A prospective cohort including 6192 persons with T1D and T2D found that higher intakes of dietary fibre were associated with and lower risk of CVD and lower mortality [25]. These hard endpoints are more powerful than our surrogate markers for CVD; however, our results clearly support these findings and are indicative of the importance in focusing on carbohydrate quality.

Our finding that intake of PUFA was associated with an increase in DBP in persons with T2D is in contrast to other studies, primary showing a reduction in blood pressure (both SBP and DBP) in relation to intake of PUFA [17, 26].The finding was surprising and may be a random finding without any clinical significance.

We found no relationship between BMI and diet in either group. This may be because the groups were relatively homogeneous within each group with a BMI range of 22–27 kg/m2 in persons with T1D and a BMI range of 26–33 kg/m2 in those with T2D, possibly indicating a well-known weakness, the non-response bias in survey questionnaires. Individuals participating in these types of survey are often more well-educated, more likely to have healthier eating habits and be more resourceful concerning diabetes self-management [7, 27]. In line with this, fewer was smokers, and more were better regulated in terms of HbA1c and total cholesterol and HDL-cholesterol compared with non-responders in our study. However, we tried to accommodate this by adjusting for level of education in our analyses. The dietary assessment was based on self-reported dietary intake using an FFQ with the risk of memory bias and social desirability bias leading individuals to under-report the consumption of unhealthy foods, for example, foods high in added sugar due to the focus on avoiding sugar in diabetes [27,28,29] . This may have resulted in under-reporting in the study, thereby influencing our study results.

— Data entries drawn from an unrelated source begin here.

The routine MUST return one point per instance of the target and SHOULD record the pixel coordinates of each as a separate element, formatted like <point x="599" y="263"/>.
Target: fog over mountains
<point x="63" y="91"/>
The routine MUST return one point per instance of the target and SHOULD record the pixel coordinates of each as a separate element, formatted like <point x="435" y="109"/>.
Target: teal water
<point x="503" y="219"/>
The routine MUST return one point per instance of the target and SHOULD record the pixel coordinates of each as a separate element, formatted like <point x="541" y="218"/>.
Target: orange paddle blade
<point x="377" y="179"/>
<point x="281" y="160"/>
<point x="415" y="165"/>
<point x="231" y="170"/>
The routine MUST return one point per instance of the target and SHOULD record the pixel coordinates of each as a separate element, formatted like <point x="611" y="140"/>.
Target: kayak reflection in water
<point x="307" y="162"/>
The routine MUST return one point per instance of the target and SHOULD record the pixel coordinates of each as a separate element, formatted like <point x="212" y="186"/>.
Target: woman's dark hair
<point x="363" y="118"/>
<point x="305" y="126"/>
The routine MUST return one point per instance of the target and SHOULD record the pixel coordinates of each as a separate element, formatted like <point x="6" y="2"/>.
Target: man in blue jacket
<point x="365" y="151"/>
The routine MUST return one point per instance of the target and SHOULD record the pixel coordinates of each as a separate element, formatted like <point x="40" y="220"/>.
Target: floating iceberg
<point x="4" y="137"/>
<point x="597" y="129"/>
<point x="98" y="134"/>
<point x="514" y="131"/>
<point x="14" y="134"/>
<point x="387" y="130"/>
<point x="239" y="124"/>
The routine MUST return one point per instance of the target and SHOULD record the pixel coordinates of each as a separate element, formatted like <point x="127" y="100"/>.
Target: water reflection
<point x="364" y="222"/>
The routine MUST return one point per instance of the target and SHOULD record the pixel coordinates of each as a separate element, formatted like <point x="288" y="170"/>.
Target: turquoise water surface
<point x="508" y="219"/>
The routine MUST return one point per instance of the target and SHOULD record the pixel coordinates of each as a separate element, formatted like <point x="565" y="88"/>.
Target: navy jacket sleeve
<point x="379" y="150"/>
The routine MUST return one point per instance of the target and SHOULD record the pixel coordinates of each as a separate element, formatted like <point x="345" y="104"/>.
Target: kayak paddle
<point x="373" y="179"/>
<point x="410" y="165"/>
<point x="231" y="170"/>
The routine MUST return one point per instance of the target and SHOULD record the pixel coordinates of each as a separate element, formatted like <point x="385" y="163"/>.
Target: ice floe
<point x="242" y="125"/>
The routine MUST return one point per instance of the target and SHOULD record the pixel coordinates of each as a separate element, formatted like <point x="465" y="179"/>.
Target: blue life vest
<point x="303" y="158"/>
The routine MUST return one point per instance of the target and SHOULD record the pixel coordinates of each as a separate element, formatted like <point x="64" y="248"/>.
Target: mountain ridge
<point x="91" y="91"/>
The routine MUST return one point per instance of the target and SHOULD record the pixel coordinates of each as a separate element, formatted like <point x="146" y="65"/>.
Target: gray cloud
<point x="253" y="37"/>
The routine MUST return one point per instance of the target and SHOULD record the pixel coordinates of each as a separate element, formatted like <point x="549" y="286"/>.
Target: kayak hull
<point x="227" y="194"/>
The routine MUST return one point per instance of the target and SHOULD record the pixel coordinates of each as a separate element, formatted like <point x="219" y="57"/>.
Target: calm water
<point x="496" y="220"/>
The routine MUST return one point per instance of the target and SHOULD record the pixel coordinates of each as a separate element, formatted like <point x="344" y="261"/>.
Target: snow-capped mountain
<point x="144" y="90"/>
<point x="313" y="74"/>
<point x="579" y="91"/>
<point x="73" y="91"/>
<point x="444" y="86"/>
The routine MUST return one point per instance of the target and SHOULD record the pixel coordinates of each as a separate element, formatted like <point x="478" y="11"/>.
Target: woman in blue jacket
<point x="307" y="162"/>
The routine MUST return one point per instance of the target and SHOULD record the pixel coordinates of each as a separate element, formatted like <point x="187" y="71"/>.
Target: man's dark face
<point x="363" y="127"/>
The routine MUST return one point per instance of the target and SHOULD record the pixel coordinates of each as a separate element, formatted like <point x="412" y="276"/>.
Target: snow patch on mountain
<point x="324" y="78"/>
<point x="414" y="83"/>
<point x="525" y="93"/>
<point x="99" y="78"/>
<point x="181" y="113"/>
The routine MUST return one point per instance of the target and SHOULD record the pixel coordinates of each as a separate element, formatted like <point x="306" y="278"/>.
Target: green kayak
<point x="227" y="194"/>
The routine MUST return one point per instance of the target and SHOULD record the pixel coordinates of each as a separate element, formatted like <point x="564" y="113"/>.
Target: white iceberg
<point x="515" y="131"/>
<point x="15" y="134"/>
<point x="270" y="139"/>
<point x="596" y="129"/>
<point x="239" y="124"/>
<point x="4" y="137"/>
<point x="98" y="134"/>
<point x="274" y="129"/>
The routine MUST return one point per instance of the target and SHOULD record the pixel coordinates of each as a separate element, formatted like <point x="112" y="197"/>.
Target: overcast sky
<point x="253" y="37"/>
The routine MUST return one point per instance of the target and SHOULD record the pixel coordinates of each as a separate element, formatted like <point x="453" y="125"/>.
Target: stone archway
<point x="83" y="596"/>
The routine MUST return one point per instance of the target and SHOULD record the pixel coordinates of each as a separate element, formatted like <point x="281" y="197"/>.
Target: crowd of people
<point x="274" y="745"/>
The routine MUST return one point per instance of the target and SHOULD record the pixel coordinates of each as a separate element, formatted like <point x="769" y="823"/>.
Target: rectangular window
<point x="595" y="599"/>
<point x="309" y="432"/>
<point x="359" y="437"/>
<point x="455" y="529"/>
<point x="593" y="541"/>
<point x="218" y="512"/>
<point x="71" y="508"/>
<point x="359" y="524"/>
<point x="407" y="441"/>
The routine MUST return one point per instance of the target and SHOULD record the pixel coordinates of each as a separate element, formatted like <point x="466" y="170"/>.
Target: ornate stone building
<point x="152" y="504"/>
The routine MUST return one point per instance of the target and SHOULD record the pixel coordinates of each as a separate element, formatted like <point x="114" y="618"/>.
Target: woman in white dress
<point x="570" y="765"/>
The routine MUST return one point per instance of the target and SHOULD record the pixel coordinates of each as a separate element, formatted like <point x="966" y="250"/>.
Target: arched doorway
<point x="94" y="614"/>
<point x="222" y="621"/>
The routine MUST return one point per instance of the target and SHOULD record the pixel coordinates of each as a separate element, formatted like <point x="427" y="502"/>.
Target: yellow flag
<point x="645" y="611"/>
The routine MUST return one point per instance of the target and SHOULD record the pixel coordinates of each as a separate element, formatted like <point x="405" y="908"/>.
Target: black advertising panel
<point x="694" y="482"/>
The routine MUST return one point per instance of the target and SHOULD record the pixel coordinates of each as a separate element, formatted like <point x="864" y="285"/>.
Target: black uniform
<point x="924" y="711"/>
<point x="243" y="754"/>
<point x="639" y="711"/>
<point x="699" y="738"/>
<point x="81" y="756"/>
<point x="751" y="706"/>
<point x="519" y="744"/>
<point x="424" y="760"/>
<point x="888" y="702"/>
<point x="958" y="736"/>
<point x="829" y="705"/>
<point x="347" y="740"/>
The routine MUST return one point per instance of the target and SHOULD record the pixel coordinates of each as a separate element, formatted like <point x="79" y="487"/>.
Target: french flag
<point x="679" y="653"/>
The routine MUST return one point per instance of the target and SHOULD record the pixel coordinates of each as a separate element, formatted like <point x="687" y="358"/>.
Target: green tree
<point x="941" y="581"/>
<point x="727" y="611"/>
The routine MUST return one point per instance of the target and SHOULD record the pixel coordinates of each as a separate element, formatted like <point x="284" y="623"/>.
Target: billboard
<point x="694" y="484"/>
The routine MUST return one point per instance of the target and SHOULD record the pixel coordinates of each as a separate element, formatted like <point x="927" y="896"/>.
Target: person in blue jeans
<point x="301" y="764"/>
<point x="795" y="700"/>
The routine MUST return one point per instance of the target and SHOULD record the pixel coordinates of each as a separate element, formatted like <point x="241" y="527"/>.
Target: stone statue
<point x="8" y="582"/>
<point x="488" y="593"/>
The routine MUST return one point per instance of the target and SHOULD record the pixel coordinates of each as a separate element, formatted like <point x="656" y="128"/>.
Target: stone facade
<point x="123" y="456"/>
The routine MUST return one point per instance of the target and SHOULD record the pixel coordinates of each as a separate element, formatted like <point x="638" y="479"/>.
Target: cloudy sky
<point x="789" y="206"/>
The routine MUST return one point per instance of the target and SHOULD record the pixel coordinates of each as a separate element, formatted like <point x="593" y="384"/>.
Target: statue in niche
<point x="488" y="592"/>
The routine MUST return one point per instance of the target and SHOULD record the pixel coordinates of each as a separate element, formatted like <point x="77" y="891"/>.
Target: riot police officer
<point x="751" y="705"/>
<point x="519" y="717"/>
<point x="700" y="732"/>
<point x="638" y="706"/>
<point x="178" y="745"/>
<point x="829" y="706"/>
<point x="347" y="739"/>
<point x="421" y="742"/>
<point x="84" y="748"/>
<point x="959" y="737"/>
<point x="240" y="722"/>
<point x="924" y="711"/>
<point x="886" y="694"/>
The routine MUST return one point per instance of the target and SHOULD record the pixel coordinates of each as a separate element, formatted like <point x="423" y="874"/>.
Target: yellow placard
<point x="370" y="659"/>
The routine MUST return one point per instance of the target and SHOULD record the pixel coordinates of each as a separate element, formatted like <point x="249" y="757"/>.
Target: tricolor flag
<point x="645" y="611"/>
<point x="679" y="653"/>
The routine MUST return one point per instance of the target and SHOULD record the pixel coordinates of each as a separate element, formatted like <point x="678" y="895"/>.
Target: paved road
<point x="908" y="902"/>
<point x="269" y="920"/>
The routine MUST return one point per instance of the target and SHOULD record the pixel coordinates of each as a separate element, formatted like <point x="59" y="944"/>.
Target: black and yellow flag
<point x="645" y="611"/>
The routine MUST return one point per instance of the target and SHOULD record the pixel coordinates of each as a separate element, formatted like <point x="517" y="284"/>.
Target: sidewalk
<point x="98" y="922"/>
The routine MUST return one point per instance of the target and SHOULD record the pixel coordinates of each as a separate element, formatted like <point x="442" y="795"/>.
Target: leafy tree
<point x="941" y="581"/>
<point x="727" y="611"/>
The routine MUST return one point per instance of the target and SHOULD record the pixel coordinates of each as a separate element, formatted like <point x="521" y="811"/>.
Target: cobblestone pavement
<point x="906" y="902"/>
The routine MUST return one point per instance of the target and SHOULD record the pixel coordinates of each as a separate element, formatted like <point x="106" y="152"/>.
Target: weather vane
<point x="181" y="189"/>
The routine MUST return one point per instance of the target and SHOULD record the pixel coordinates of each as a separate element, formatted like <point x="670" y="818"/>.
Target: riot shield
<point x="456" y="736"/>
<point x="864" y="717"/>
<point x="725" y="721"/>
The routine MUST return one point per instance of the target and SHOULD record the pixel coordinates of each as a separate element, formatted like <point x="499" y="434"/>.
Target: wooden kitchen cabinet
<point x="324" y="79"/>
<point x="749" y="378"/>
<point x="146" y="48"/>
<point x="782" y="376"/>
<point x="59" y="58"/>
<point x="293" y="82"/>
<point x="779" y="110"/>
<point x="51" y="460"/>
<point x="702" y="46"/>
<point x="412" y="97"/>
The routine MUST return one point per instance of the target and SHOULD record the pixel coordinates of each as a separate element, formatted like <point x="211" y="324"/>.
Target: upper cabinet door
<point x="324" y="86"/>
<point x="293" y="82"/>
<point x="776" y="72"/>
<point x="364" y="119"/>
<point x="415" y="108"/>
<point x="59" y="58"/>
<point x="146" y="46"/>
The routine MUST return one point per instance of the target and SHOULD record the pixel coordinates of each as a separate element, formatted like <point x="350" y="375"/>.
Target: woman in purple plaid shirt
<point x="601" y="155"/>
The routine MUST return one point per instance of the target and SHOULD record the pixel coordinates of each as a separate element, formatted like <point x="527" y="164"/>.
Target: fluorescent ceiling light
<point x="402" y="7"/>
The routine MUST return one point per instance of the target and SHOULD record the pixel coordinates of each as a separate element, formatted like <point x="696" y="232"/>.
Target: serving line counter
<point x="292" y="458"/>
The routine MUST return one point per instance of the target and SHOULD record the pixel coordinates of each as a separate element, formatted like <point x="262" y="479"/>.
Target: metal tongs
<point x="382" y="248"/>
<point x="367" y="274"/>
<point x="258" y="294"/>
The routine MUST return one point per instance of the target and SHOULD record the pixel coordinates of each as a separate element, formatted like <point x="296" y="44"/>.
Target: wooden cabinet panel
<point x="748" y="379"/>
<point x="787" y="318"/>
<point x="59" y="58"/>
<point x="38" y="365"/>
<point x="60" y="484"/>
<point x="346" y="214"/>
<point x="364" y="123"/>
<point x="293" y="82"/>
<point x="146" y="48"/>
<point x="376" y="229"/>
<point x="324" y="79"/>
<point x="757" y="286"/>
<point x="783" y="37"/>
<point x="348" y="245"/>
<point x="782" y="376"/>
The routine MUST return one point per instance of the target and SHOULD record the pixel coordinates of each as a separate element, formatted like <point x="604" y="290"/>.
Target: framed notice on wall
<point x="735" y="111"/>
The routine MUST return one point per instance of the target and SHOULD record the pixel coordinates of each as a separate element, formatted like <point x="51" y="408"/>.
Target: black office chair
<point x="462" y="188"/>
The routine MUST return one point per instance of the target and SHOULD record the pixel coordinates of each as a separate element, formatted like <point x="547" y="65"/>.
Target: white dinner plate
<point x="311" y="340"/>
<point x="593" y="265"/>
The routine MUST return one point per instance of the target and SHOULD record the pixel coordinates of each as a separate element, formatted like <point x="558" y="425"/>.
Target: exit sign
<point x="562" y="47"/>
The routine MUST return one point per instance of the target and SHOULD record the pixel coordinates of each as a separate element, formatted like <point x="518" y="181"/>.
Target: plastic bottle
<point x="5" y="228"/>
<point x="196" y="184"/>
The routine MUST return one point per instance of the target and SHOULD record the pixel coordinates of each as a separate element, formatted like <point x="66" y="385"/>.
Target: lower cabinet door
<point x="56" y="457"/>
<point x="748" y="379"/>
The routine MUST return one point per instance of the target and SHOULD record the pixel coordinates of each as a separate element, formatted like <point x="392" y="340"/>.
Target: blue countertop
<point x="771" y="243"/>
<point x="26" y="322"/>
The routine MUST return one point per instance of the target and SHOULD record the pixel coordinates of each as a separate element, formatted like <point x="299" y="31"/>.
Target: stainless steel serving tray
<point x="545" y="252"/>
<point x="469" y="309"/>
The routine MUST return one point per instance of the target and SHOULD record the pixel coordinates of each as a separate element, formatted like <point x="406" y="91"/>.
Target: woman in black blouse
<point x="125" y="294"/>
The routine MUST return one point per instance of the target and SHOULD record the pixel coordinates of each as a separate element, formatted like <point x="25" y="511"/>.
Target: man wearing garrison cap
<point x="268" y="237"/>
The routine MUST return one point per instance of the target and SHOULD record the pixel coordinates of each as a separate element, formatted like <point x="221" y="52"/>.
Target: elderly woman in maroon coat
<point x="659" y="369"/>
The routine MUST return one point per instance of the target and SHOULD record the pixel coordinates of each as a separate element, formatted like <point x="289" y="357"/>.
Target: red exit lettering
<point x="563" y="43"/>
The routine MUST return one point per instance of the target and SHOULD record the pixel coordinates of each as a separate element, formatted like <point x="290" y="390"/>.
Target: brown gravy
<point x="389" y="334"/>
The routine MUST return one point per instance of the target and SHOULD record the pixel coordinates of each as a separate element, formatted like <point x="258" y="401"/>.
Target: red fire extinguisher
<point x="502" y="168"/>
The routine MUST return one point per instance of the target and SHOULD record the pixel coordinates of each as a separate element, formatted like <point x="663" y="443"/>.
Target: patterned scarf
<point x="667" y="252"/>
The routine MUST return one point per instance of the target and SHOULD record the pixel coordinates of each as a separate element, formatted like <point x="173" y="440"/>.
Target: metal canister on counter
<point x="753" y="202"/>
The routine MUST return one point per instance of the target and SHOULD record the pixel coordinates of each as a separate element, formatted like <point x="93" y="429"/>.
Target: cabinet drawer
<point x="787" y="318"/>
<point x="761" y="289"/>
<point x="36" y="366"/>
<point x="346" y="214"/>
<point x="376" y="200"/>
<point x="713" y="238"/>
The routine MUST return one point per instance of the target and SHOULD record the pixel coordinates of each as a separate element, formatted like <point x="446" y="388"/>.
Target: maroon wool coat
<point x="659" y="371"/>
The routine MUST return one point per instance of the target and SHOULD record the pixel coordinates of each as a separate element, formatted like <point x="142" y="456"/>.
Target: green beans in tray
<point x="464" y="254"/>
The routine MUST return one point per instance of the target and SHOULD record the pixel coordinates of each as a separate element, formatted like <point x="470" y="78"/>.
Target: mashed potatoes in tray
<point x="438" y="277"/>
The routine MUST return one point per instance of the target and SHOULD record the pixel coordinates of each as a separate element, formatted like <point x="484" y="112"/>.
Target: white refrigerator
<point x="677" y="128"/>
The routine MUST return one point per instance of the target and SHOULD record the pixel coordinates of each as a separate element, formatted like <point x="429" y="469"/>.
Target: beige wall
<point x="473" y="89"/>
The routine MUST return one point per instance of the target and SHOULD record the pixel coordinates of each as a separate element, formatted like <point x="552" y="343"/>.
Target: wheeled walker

Dietary under-reporting is a frequent problem in persons with T2D, an aspect we have previously addressed [7], and to reduce the risk of memory bias, we used an FFQ with a time span of 3 months. The FFQ used for dietary data collection in our study has previously been validated in persons with T1D and T2D [9] and was found to be a reliable tool for assessment of dietary intake, especially intake of foods containing carbohydrates, dietary fibre and added sugar.

Another potential weakness in our study is the time point for extracting clinical data from the EMR. Data were not measured on the day the questionnaire was completed. Furthermore, lack of compliance with the prescribed medicine in diabetes is known and is a factor we cannot adjust for [30]. Some of our findings are somewhat in contrast to other published results and indeed difficult to explain and therefore deserves attention in future research in similar patient populations.

Conclusion

In conclusion, we found that the total intake and quality of carbohydrates as well as the fat quality were associated with HbA1c and plasma lipids in Danish adults with T1D and T2D. Our findings emphasise the importance of constant focus on dietary support by dietitians to improve the diet quality in order to obtain metabolic control and possibly reduce cardiovascular risk.